Obligatory daily rites are karma that produces auspiciousness for the body, mind, and society, and which results in promotion to heavenly planets after death. Everyone is obligated to perform obligatory daily rites, such as chanting the brahma-gayatri-mantra at the three junctures of the day, offering prayers, using honest means to maintain one’s body and society, behaving truthfully, and caring for one’s family members and dependents.
Circumstantial duties are karma that one must carry out under certain circumstances, or on certain occasions, for example; performing rituals for the departed souls of one’s mother and father, atoning for sins and so on.
The authors of the scriptures, first examined the natures of human beings, and their natural eligibility traits, and then established varnasrama-dharma, the duties for the social castes and spiritual orders. Their intention was to prescribe a system, in which obligatory daily rites, and circumstantial duties, could be carried out in an excellent way in this world. The gist of this arrangement, is that there are four natural types of human beings; classified according to the work that they are eligible to perform, and they are called varnas:
- Brahmanas, teachers and priests.
- Ksatriyas, administrators and warriors.
- Vaisyas, agriculturists and businessmen
- Sudras, artisans and laborers.
People are also situated in four orders or stages of life, which are known as asramas:
- Brahmacari, unmarried student life.
- Grhastha, family life.
- Vanaprastha, retirement from family responsibilities.
- Sannyasa, the renounced ascetic life.
Those who are fond of the non-performance of auspicious activities or prescribed duties and impious activity, are known as outcaste, and are not situated in any asrama.
The different varnas are determined by nature, birth, activities, and characteristics.
When Varna is determined only because of birth, the original purpose of varnasrama is lost.
In modern India, 99 percent, of all the societies, determine varna solely because of birth; resulting in the extreme dreadful conditions, that one can observe in India.

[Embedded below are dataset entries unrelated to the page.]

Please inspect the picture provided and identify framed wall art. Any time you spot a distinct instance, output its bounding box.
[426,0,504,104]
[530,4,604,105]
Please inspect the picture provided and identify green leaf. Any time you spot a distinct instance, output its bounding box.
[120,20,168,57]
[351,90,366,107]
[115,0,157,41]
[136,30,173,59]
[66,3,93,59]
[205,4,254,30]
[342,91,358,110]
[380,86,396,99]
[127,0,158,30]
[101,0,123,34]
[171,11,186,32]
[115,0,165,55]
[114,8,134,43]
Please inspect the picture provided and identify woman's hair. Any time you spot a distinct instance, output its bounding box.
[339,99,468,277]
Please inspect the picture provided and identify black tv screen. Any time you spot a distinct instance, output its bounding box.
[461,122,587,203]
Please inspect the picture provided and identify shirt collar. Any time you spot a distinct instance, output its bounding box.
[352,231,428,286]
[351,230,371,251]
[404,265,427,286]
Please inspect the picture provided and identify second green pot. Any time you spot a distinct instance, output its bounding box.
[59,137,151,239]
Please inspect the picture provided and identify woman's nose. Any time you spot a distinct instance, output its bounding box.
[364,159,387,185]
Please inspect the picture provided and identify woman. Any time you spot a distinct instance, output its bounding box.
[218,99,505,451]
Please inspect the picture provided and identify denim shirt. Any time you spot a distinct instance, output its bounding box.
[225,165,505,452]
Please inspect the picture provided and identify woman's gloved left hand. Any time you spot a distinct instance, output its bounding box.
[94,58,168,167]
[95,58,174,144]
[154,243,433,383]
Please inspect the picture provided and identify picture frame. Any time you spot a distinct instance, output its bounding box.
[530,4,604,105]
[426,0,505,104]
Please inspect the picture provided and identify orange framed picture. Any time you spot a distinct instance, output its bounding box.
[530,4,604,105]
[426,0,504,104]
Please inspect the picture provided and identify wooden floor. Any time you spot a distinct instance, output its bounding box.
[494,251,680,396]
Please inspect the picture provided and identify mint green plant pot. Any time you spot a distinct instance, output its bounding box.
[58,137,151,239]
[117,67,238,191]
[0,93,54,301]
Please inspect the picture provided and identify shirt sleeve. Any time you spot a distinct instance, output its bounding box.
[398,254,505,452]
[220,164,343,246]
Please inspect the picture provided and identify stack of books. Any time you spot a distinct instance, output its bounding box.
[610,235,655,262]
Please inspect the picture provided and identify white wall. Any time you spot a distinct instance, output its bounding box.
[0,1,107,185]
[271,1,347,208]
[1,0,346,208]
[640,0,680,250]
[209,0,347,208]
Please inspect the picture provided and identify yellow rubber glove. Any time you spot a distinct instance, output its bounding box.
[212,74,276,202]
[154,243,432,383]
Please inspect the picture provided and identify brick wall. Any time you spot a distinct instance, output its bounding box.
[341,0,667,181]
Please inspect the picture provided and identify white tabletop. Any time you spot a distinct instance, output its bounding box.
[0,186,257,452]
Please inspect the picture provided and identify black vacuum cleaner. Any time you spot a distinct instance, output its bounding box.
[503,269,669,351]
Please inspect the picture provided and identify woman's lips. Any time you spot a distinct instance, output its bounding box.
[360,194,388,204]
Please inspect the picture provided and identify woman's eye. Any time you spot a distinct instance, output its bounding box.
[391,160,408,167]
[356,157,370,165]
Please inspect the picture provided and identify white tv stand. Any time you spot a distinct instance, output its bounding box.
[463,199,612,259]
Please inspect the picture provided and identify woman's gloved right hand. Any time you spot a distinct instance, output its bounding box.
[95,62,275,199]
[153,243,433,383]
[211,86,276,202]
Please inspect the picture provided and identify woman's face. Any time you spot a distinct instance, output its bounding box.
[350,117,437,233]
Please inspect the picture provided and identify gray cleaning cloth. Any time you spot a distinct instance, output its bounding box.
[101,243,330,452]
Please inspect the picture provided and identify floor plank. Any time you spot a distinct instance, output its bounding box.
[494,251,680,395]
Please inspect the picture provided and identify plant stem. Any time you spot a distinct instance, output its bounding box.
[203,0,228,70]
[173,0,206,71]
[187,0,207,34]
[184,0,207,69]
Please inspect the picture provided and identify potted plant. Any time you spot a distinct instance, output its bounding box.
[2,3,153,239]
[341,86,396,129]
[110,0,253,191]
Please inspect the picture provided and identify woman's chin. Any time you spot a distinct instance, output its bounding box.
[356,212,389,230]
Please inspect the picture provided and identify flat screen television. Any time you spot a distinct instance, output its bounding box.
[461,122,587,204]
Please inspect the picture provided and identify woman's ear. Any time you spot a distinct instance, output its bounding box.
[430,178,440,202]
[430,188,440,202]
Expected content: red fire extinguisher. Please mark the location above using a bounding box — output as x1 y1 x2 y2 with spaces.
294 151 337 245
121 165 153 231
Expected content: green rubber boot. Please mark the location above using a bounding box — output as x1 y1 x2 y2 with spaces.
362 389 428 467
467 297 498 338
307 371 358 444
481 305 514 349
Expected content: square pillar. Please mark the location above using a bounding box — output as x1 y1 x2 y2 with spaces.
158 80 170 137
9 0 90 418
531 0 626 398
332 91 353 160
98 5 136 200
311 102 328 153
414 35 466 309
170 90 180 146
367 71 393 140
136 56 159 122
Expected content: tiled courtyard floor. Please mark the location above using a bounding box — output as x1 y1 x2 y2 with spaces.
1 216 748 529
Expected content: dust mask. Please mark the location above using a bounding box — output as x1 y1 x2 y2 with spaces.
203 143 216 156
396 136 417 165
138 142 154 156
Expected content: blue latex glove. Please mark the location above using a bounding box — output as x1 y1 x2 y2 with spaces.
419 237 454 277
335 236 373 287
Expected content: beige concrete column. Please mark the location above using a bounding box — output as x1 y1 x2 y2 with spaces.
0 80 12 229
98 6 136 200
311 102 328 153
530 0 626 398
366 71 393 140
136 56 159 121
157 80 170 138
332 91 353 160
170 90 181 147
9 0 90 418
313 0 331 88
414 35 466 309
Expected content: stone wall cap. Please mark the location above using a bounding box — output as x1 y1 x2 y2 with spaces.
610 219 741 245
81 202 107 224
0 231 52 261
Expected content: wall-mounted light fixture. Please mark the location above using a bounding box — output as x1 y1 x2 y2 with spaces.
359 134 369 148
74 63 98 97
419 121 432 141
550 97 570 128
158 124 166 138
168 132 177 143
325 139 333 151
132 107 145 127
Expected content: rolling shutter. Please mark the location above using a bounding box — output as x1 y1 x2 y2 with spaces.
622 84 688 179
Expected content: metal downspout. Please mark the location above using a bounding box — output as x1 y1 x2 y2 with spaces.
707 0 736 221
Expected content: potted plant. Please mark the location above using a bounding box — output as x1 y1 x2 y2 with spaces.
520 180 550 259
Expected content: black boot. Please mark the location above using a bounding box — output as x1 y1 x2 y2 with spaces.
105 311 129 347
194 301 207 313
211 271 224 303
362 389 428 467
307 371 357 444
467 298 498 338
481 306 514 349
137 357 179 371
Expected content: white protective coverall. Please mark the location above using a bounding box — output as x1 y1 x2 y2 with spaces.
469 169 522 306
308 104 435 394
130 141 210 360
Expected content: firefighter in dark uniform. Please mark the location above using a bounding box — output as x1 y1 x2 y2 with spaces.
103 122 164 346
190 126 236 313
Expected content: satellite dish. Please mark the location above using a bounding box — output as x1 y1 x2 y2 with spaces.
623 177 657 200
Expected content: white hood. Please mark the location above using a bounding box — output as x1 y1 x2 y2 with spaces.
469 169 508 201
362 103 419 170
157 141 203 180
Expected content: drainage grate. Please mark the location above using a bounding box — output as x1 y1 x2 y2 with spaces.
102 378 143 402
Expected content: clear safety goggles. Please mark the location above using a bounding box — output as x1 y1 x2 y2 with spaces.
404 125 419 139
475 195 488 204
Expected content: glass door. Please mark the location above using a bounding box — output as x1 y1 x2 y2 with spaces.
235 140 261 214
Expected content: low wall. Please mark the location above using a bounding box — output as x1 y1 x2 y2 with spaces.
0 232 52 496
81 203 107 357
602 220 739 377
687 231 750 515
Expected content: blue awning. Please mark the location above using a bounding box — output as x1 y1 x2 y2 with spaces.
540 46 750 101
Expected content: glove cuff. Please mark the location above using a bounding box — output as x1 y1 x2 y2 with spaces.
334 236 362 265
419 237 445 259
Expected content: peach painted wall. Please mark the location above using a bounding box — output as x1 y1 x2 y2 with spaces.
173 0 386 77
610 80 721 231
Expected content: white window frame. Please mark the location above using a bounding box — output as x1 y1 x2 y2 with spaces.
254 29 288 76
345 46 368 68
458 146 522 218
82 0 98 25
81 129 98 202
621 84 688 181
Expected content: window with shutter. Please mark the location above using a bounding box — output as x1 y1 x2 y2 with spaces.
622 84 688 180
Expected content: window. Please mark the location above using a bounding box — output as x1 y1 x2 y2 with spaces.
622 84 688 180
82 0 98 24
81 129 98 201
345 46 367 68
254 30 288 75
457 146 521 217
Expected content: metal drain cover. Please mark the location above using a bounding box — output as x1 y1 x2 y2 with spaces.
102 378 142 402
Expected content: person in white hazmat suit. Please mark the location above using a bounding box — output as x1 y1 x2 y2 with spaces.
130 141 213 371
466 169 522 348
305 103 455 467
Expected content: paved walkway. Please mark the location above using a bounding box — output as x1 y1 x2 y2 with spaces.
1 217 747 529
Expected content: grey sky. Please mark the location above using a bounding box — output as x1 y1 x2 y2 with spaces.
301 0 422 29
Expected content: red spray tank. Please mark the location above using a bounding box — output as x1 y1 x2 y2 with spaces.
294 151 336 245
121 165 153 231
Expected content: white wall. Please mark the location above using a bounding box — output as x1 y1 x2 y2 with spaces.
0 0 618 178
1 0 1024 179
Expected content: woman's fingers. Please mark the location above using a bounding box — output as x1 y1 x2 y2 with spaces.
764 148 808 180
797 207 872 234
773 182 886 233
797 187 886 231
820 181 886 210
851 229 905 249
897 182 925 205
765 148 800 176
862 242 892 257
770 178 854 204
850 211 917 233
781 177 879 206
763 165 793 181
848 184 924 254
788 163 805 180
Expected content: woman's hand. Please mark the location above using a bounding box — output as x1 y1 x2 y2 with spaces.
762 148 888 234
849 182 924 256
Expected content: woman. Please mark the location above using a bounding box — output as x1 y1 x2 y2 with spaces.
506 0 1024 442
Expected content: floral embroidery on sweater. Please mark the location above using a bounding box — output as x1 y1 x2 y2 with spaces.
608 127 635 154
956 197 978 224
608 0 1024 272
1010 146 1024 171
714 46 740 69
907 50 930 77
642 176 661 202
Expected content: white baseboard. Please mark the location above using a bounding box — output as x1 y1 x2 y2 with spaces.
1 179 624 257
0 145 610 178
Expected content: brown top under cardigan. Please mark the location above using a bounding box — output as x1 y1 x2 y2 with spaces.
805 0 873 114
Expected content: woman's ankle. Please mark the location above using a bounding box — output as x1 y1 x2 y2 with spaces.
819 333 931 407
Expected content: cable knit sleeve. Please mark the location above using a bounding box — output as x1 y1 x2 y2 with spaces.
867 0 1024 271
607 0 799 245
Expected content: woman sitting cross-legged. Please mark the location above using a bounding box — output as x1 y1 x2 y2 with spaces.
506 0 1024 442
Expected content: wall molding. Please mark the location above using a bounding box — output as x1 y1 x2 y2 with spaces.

Asrama is determined by the various stages of life, depending on whether one is married or unmarried, or has renounced the association of the opposite sex. Married life is known as the grhastha asrama and unmarried life is known as the brahmacari asrama.
Disassociation from spouse and family is characteristic of the vanaprastha and sannyasa asramas. Sannyasa is the highest of all the asramas and the brahmanas are the highest of all the varnas.
This conclusion is established in the crest-jewel of all the scriptures, Srimad-Bhagavatam (11.17.15-21):
“The varnas and asramas of humanity have higher and lower natures in accordance with the higher and lower places on Sri Bhagavan’s universal body from which they appeared.
The natural qualities of the brahmanas are control of the mind, control of the senses, austerity, cleanliness, satisfaction, forbearance, simplicity, devotion unto Sri Bhagavan, compassion for the suffering of others, and truthfulness.
The natural qualities of the ksatriyas are prowess, bodily strength, fortitude, heroism, tolerance, generosity, great perseverance, steadiness, devotion to the brahmanas, and sovereignty.
The natural qualities of the vaisyas are theism, dedication to charity, freedom from pride, service to the brahmanas, and an insatiable desire to accumulate wealth.
The natural qualities of the sudras are sincere service to the devas, brahmanas and cows, and being satisfied with whatever wealth is obtained by such service.
The natural characteristics of those who are in the lowest class, and who are estranged from the varnasrama system are: uncleanness, dishonesty, thievery, lack of faith in Vedic dharma and the existence of a next life, futile quarrel, lust, anger, and greed for material objects.
The duties for the members of all the varnas are non-violence, truthfulness, abstention from theft, freedom from lust, anger, and greed, and endeavoring for the pleasure and welfare of all living beings.”